Toujours en ayant le regard fixé sur Hermione avec dédain, non, c'était de la haine, ça, Draco répondit d'une voix contrôlée, « J'étais venu vous voir, Parrain, et voilà que cette pouffiasse à moitié à poil a décidé de m'insulter gratuitement! »
Oh, quelle victime lamentable! Pensa Hermione en roulant les yeux. Elle posa ensuite son regard sur son amant qui regardait Draco avec une colère évidente. D'ordinaire, Severus n'aimait pas qu'on insulte la mère de son enfant, et cette fois encore, il montrait sa constance.
Enfin, c'est ce qu'elle pensait. Mais lorsque Severus la toisa de haut, laissant son regard voyager de haut en bas, sur son buste où les boutons de chemise n'étaient pas entièrement boutonnés et s'arrêtant sur ses jambes, avant de remonter et de croiser son regard, Hermione voulut partir se cacher sous une pierre et ne jamais en ressortir. Ce regard, froid, méprisant... haineux, elle le connaissait que trop bien.
« Miss Granger, » commença-t-il froidement, « ne devriez-vous pas être ailleurs? En train d'allaiter mon fils ou, je ne sais pas, moi, d'enfiler un pantalon? »
Il avait terminé sa question avec un ton moqueur, sadique. À ses côtés, Drago ricana, vainqueur.
Combattant ses larmes, Hermione serra les mâchoires et s'esquiva dans la chambre.

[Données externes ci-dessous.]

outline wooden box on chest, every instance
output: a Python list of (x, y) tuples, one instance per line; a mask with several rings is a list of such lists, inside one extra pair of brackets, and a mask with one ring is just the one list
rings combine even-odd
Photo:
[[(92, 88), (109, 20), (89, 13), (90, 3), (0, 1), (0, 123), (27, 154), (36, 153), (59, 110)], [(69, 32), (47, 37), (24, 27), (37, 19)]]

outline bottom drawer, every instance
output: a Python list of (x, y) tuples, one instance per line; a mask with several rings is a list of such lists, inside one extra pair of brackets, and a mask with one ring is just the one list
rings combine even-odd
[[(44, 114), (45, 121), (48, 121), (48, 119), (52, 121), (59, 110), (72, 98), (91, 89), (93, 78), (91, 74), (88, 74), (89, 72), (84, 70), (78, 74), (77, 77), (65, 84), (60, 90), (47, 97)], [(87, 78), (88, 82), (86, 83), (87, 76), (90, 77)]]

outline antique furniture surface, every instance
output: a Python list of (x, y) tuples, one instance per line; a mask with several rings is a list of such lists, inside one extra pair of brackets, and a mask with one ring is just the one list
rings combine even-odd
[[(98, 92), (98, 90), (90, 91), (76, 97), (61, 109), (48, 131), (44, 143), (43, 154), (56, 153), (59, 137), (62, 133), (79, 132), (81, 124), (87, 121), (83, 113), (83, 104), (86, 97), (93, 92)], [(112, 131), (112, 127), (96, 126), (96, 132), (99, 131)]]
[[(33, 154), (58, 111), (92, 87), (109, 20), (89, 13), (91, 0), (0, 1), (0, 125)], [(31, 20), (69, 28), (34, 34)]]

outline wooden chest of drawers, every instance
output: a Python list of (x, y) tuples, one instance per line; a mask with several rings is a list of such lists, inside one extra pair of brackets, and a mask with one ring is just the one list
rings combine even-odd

Elle était encore assez lucide pour ne pas passer par la porte principale de la pièce, et passa par le couloir et la porte de côté, où Malefoy ne pourrait pas voir sa destination finale.
Derrière elle, elle vit du coin de l'œil le professeur Rogue poser sa main rocailleuse sur l'épaule musclée de son filleul et le diriger vers un des sofas, où tous deux s'installèrent.
Hermione fumait et des larmes de rage et d'humiliation coulaient désormais sur ses joues. Elle arracha vivement la maudite chemise, ne se préoccupant pas le moins du monde des boutons qui volèrent à travers la pièce, et enfila sa propre chemise blanche, sa jupe et son pull. Les vêtements se trouvaient à l'endroit où elle les avait placés, mais ils étaient maintenant parfaitement pliés, chauds et ils sentaient bon. C'était réconfortant.